Saturday, April 17, 2010

VERONICA Ta Moko * Maori Tattoo

Ta Moko has been in the Maori Culture for over a thousand years.
According to Archaeological evidence, in New Zealand, tattooing came from Eastern Polynesian Culture. Maori tattoos are very important and people who were without tattoos considered to be without status or worth.
The meanings of Maori tattoos were more than decorative – they were a show of strength, courage and status. All symbols have a meaning; a tribal link that tells the background and stories of the wearer. Moko is a visual language.


The lines of a Moko accentuate the lines of the face to emphasise the expressions. The tattoos were a symbol of integrity, Maori identity and prestige and also as a reflection of history.

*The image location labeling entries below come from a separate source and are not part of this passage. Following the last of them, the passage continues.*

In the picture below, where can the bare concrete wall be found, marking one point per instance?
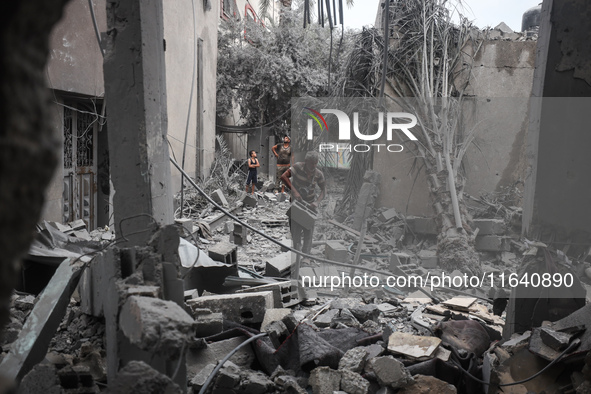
(501, 85)
(75, 63)
(181, 58)
(558, 188)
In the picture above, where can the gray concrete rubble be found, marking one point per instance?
(182, 302)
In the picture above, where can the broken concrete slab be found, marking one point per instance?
(390, 372)
(219, 197)
(243, 308)
(325, 380)
(199, 358)
(336, 251)
(428, 384)
(413, 346)
(156, 325)
(424, 226)
(353, 383)
(387, 215)
(224, 252)
(492, 243)
(279, 266)
(139, 377)
(31, 345)
(489, 226)
(555, 339)
(428, 258)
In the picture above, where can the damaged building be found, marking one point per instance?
(116, 292)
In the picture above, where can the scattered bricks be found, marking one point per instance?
(428, 258)
(387, 215)
(556, 340)
(186, 223)
(241, 308)
(492, 243)
(218, 197)
(224, 252)
(428, 384)
(489, 226)
(353, 383)
(425, 226)
(277, 333)
(353, 360)
(390, 372)
(197, 359)
(365, 312)
(336, 251)
(42, 379)
(325, 380)
(139, 377)
(199, 380)
(272, 315)
(156, 325)
(279, 266)
(250, 201)
(207, 323)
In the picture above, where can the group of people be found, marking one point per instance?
(302, 178)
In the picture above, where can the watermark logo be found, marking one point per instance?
(394, 121)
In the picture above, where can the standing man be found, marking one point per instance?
(253, 164)
(283, 154)
(305, 176)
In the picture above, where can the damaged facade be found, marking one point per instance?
(215, 305)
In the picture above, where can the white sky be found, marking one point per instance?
(481, 12)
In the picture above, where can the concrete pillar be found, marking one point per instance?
(135, 90)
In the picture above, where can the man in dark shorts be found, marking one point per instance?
(283, 154)
(253, 164)
(305, 176)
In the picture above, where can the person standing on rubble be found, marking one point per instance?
(283, 154)
(253, 164)
(305, 176)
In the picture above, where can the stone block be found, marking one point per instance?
(197, 359)
(279, 266)
(492, 243)
(218, 197)
(390, 372)
(224, 252)
(272, 315)
(489, 226)
(353, 383)
(31, 345)
(387, 215)
(208, 324)
(186, 223)
(428, 258)
(424, 226)
(156, 325)
(201, 377)
(242, 308)
(325, 380)
(336, 251)
(139, 377)
(353, 360)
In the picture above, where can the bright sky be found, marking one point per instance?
(481, 12)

Maori tattooing would start at adolescence and used to celebrate important events throughout the person’s life.
The first tattoo marks the growth from childhood to adulthood and done through a series of rites and rituals. Having tattoos also made them attractive to women.

Women were not as heavily tattooed as men. If a woman were to be tattooed it was usually either the upper lips outlined in dark blue or the chin, being the most popular. Also their nostrils were finely incised.



“MAORI TATTOO ART IS DIFFERENT FROM TRADITIONAL TATTOOING IN THAT SENSE THAT THE MAORI TATTOO WAS CARVED INTO THE SKIN WITH A CHISEL, INSTEAD OF PUNTURED”

A complete face tattooing was very time consuming. And is unfairly seen as intimidating, regardless of the wearer's intentions. A good tattoo artist would carefully study a person’s bone structure beforehand.

The first stage when giving a tattoo is the graving of deep cuts into the skin.
Then a chisel was dipped into a type of pigment such as burnt Kauri gum or burnt vegetable caterpillars then tapped into the skin.

To get a tattoo was a painful and long process. To heal the swollen tattoo cuts, often leaves from the native tree were placed onto the skin. Also, to help with the pain, flute music and chant poems were performed.

Not only were tattoos placed on the face, swirling double spirals on both buttocks often leading down to the knee, were common.

Instead of needles, they used knives and chisels either smooth or serrated. Ink applied by incisions. The chisels were made from Albatross bone.

There are 2 types of tattoo ink. For the body; the colour was from an organism that’s half vegetable; half caterpillar. For the face; darker ink made from burned wood.

Tattoo needles settled in by the 19th Century.

Because of the bold statements used in Maori tattoo designs, it is growing in popularity.
Modern tattoos are now found on the body and not much the face.